Even as George W. Bush and his people struggle to save the murderin' mercenaries of Blackwater, and new allegations arise about regular Army snipers being pressed to raise their kill numbers like salesmen told to sell more aluminum siding, comes word that the Worst President in History (WPIH) hasn't forgotten his critics.

The Toronto Globe and Mail reports this morning that two U.S. peace activists, Ann Wright and Medea Benjamin, were barred from entering Canada because the FBI had placed their names in the National Crime Information Center database. Canadian border guards interviewed by the Globe and Mail say merely being listed in the database means you won't get into Canada. The conservative Harper government in Ottawa denies this, but I tend to believe the border guards.

The thing is, the two women had a couple of misdemeanors on their record relating to their antiwar activities. You know, the usual stuff: trespassing, disorderly conduct, maybe even pouring blood on missile nosecones. Both had been to Canada several times before at the invitation of peace groups there.

Let us say from the start, before the excuses begin, that this was hardball politics by the Bush Administration. It didn't happen by accident. Someone decided that if Wright and Benjamin were going to mess with the Great Leader, the Great Leader was really going to mess with them. In this, Bush is no doubt channeling Erich Honecker, the late, unlamented, and bureaucratically ruthless former leader of East Germany. Watch the great film, "The Lives of Others," if you want to know more about what the East German communist government did to keep folks in line.

And of course, the WPIH's people would say, it was all perfectly legal. And it may have been. But there are laws and there are understandings, and a just, liberal society cannot exist without both.
There is a sense of proportion, of not going too far even agaist people who don't like you and would like to see you thrown out of office.

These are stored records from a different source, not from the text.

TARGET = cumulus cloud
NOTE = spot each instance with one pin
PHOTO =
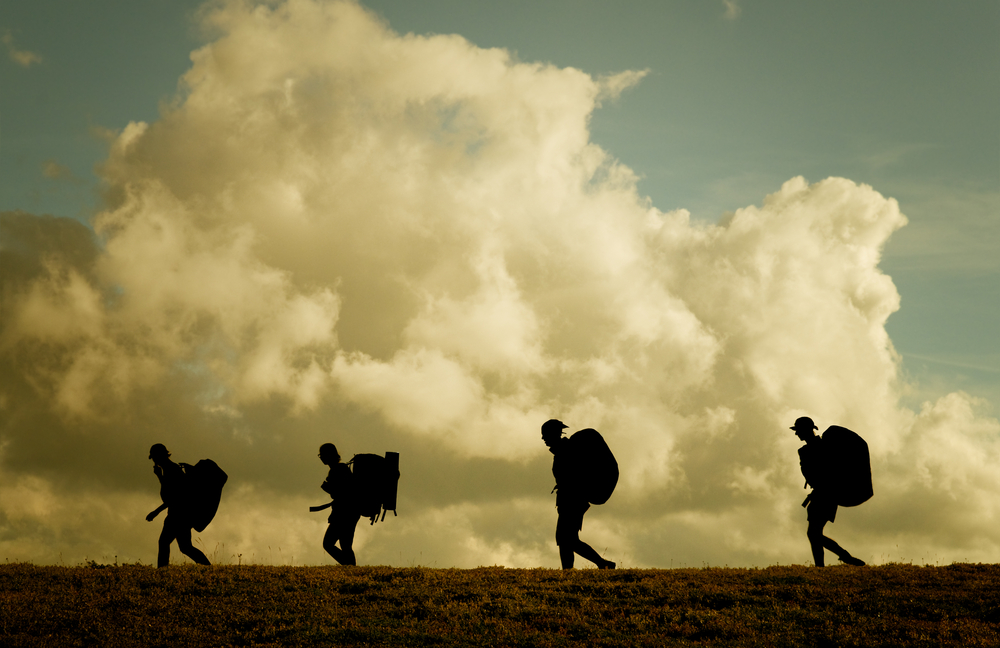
(338, 233)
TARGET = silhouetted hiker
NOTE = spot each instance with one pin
(570, 468)
(344, 513)
(820, 467)
(175, 493)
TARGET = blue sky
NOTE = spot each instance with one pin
(738, 97)
(903, 97)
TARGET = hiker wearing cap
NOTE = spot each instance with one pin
(571, 502)
(344, 513)
(821, 505)
(178, 524)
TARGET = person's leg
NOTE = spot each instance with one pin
(350, 526)
(163, 544)
(567, 536)
(330, 543)
(815, 534)
(188, 549)
(590, 554)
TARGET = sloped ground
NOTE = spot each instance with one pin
(131, 605)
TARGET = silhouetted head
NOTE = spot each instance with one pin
(804, 427)
(158, 452)
(328, 454)
(552, 431)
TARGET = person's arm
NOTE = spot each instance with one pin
(153, 514)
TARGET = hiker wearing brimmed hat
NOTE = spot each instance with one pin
(821, 504)
(571, 501)
(179, 522)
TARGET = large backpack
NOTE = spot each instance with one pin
(376, 479)
(850, 470)
(203, 492)
(595, 466)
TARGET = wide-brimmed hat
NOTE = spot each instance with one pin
(803, 423)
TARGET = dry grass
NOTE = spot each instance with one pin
(892, 605)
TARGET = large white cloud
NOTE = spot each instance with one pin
(337, 232)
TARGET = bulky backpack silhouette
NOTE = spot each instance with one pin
(203, 491)
(594, 467)
(376, 481)
(849, 466)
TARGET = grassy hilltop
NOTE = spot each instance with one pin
(131, 605)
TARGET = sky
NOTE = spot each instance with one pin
(245, 229)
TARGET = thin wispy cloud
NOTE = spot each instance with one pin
(24, 58)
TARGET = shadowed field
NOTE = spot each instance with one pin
(892, 605)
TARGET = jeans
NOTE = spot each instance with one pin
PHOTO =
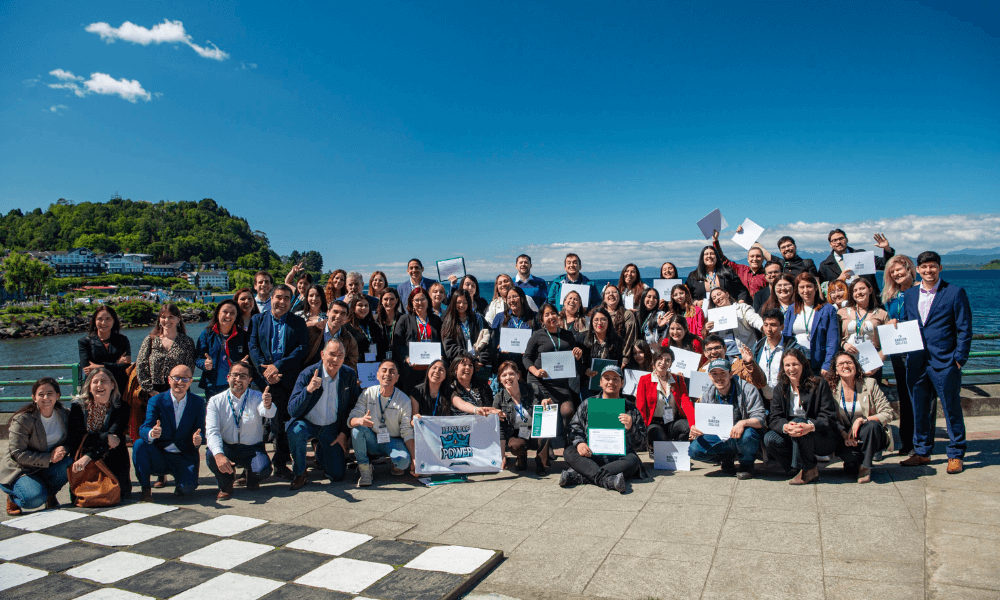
(31, 490)
(366, 443)
(710, 447)
(253, 458)
(150, 460)
(330, 455)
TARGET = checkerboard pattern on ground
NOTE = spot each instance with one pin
(157, 551)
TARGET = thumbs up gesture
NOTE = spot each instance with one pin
(315, 383)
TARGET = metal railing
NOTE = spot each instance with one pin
(11, 404)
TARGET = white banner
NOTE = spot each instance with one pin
(465, 444)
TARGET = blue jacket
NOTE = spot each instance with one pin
(947, 334)
(555, 291)
(161, 408)
(296, 347)
(302, 401)
(824, 336)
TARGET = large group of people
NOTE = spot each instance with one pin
(280, 364)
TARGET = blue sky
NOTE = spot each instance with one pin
(377, 131)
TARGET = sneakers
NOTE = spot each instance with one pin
(365, 478)
(570, 478)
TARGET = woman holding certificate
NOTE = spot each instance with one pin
(548, 348)
(803, 418)
(813, 322)
(419, 324)
(516, 402)
(863, 416)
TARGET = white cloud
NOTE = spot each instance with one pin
(167, 32)
(100, 83)
(908, 234)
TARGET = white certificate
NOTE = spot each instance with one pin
(685, 362)
(424, 353)
(713, 419)
(582, 289)
(514, 340)
(751, 233)
(860, 263)
(671, 456)
(868, 356)
(903, 337)
(366, 373)
(701, 382)
(451, 266)
(722, 318)
(559, 365)
(632, 381)
(663, 286)
(607, 441)
(711, 223)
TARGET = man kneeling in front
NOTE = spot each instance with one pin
(380, 425)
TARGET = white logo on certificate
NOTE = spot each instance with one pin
(722, 318)
(582, 289)
(514, 340)
(559, 365)
(714, 419)
(903, 337)
(424, 353)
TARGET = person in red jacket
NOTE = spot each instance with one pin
(663, 401)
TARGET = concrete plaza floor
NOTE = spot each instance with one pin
(910, 534)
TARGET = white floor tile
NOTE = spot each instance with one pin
(113, 594)
(345, 575)
(137, 512)
(28, 543)
(12, 575)
(114, 567)
(458, 560)
(231, 586)
(329, 541)
(43, 519)
(226, 554)
(226, 525)
(127, 535)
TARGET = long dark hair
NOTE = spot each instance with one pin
(806, 382)
(115, 327)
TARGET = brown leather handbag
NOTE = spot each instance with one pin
(95, 485)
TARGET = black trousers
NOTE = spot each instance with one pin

Putting their names in the NCIC was meant to hurt them, to hamper their anti-war activities, to deny their constitutional right to travel.

I don't excuse Canada from this: the current prime minister is no Pierre Trudeau, who opened the borders of Canada to U.S. war resisters during the Vietnam War. I hear that Canada now allows U.S. investigators into the country to search for U.S. soldiers who have fled to Canada to avoid service in Iraq.

Canada has been the Great Safety Zone in the U.S. imagination for nearly three decades. I can't tell you how many times I heard fellow Americans say things like, "well, if Reagan tries to draft my kid to invade Nicaragua, I'm taking him to Canada," or, "if they ban abortions, I'll take my daughter to Canada if she needs one."

Perhaps it's still true for abortions and other things, but not for fleeing unjust and immoral wars of choice.